# Visualizing Data
We are now ready to begin looking at visualizations of our data. In this lecture, you will learn how to create scatterplots, distribution plots, bar charts, and line graphs.

In [None]:
# run this cell; don't worry about what it does yet.
from datascience import *
import numpy as np
import seaborn as sns
import matplotlib.pyplot as plt
sns.set_style('darkgrid')
%matplotlib inline

## Exploring TIMIT Data <a id='timit'></a>

Once again, our corpus for this week is [TIMIT](https://en.wikipedia.org/wiki/TIMIT), a database of speech recorded during telephone conversations in eight different varieties of American English. This database is specifically designed for phonetics and speech recognition research. For more information, visit [their website](https://catalog.ldc.upenn.edu/LDC93S1) (Garofolo et al. 1993).
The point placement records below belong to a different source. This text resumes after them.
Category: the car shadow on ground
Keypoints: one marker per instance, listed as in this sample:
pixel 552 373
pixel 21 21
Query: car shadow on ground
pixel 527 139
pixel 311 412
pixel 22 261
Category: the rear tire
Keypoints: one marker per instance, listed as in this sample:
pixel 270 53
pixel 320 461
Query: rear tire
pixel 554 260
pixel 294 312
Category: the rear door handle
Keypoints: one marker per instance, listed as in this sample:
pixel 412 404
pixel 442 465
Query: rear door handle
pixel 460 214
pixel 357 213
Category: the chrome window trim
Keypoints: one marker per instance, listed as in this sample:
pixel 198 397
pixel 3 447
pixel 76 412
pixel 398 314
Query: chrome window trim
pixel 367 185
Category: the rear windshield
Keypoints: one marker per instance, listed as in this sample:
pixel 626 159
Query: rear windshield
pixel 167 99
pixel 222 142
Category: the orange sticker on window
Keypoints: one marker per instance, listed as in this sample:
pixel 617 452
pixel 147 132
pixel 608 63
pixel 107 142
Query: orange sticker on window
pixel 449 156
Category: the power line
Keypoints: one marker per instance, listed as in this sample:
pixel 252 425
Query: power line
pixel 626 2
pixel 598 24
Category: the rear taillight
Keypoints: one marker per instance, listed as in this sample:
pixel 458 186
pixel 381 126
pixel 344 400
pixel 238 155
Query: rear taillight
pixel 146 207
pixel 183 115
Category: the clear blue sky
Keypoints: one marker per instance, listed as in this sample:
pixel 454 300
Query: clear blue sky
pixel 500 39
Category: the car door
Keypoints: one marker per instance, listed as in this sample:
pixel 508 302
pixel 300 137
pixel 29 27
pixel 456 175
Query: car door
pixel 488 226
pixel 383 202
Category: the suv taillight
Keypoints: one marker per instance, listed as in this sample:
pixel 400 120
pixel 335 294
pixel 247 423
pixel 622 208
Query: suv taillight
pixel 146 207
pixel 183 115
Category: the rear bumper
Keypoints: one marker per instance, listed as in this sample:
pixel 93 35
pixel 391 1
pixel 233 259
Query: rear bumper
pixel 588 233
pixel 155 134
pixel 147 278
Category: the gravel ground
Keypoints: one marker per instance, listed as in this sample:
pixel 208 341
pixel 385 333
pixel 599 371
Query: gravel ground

First, we will upload the `.csv` file called `wk2-timit.csv`, which is located in the same folder as this notebook. Then, as we did in the last lecture, we will split the table into two smaller tables, one for male speakers and one for female speakers.

In [None]:
timit = Table.read_table('wk2-timit.csv')
ipa = Table().with_columns(
'vowel', make_array('AA','AE','AH','AO','EH','ER','EY','IH','IY','OW','UH','UW'),
'vowel_IPA', make_array('a','æ','ʌ','ɔ','ɛ','ɚ','eɪ','ɪ','i','oʊ','ʊ','u'))
t = timit.join('vowel',ipa)
t_male = t.where('gender','male')
t_female = t.where('gender','female')

In [None]:
t_female.show(5)

## Scatterplots
For our visualizations, we are using functions from two libraries called `Seaborn` and `Matplotlib`. You can find out more about Seaborn [here](https://seaborn.pydata.org/index.html) and Matplotlib [here](https://matplotlib.org/). I will demonstrate the basic Python method to create each visualization, followed by the more complex way using Seaborn or Matplotlib. (When you ran the cell at the very beginning of this notebook, you loaded Seaborn, Matplotlib, and all of their relevant functions through the shortcuts `sns` and `plt`, respectively.)

Scatterplots are a visualization technique for continuous data. To make a scatterplot from a Table object, you can use the method `.scatter()` or the function `plt.scatter()`.

The method `.scatter()` is simpler, but less customizable. The first argument is the column of data that will go on the x-axis, and the second argument is the data for the y-axis. The axis labels will come from the column names. Try it below:

In [None]:
t_male.scatter('height','f0')

The `plt.scatter()` function is more complex, but also more flexible. First, the basic version of the same plot as above:

In [None]:
plt.scatter(x='height',y='f0',data=t_male)

Notice that when you use `plt.scatter()`, you have the option of defining the arguments `x` and `y`. This is not essential, but often it is helpful for you to remember what the arguments are; it is also helpful for other people reading your code!

However, the main difference between the `Matplotlib` function `plt.scatter()` and the basic method `.scatter()` is that in `plt.scatter()`, you must include an argument that tells the function where to find the `data`.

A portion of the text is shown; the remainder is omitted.